© JUNGE FREIHEIT Verlag GmbH & Co. KG www.jungefreiheit.de 46/21 / 12. November 2021

Umwelt
Touristischer Gegenwind
Volker Kempf

Im Ländle hat der Widerstand gegen die Windkraftausbaupläne von Grün-Schwarz einen Namen: Martin Herrenknecht. Der 79jährige Chef der weltbekannten Tunnelbohrfirma schaltet im regionalen Blätterwald Anzeigen gegen die Windindustrie im Schwarzwald. Das fällt auf. Weniger auffällig, aber nicht minder wichtig ist der Widerstand der Tourismusbranche gegen Windkraftstandorte. Da findet schnell zusammen, was zusammengehört. Der Zweckverband Hochschwarzwald Tourismus (HTG) lud mit der Landschafts- und Naturschutzinitiative (Lena) kürzlich ins Kurhaus Schluchsee ein, Hauptredner war Herrenknecht. Der Vortrag war für Beherbergungsbetriebe gedacht, nicht für die breite Öffentlichkeit. Das könnte man als gelebte Versammlungsfreiheit in Coronazeiten abhaken. Nicht so unter Windkraftbefürwortern, 40 Klimaaktivisten hatten sich mit Transparenten, Fridays-for-Future-Fahne und einem Banner mit der Aufschrift „Windräder. Ja bitte“ vor dem Kurhaus positioniert, wie die Regionalpresse berichtete.

In der Rheinebene ist bereits eine neue Generation von Windanlagen mit Höhen von 250 Metern projektiert.

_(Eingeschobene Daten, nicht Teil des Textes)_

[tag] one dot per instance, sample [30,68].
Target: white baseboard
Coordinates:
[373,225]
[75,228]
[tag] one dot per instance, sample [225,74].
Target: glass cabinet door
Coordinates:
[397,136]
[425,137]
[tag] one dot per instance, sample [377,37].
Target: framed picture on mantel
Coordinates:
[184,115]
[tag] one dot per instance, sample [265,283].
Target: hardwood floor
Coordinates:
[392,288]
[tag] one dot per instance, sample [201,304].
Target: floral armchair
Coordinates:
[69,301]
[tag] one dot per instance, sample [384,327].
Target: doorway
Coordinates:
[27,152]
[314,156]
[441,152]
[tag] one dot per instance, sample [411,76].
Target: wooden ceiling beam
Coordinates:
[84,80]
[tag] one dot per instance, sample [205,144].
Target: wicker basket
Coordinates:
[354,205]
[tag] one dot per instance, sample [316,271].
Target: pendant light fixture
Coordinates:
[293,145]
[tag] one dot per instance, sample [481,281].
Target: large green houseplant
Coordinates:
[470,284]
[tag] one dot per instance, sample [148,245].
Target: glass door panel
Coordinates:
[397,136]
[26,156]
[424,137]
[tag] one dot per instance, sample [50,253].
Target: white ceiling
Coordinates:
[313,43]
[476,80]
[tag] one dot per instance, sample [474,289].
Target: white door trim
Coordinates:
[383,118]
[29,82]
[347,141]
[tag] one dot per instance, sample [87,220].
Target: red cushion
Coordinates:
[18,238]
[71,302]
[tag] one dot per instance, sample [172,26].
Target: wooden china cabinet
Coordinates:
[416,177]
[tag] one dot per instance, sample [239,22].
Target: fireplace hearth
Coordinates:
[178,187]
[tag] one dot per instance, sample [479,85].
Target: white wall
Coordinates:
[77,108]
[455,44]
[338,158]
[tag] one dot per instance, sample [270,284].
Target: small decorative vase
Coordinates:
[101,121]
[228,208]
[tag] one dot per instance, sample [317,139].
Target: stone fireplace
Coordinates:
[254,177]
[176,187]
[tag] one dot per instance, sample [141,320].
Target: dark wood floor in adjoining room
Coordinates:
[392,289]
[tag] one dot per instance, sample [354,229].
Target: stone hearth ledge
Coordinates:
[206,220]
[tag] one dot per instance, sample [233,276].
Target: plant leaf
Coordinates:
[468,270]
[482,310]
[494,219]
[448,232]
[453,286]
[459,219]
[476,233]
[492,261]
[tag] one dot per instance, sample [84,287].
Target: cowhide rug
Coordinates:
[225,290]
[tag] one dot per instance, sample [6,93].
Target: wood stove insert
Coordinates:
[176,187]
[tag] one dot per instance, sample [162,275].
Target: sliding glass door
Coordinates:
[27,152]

Auch Volker Finke, von 1991 bis 2007 Trainer des SC Freiburg, sei in den Kurort im Naturpark Südschwarzwald angereist. Er erwarte, so der 73jährige Ex-Fußballtrainer, daß die grün-schwarze Landesregierung den geplanten Windkraftausbau durchsetze. Für ein höheres Ziel, den Klimaschutz, versteht sich. Herrenknecht selbst betont immer wieder, nicht generell gegen Windkraft zu sein. Auch aus der Schwarzwälder Tourismusbranche klingt das immer wieder an. In touristisch sensiblen Regionen hätten Windrotoren aber nichts zu suchen, lautet hier die Stoßrichtung. Wo die Interessen eines ganzen Berufsstandes berührt werden, regt sich etwas. Doch in der Rheinebene ist bereits eine neue Generation von Anlagen mit Höhen von 250 Metern projektiert. Noch kann sich das kaum jemand vorstellen. Was das für das Weltklima unter dem Strich bringen soll, bleibt auch windig. Wenn dann nicht einmal mehr vegane Tierschützer den Vogeltotschlag ins Feld führen, muß die Lage ernst sein. Da werden Dogmen errichtet; sie sind besonders hartnäckig und werden mit zivilreligiösem Eifer verteidigt.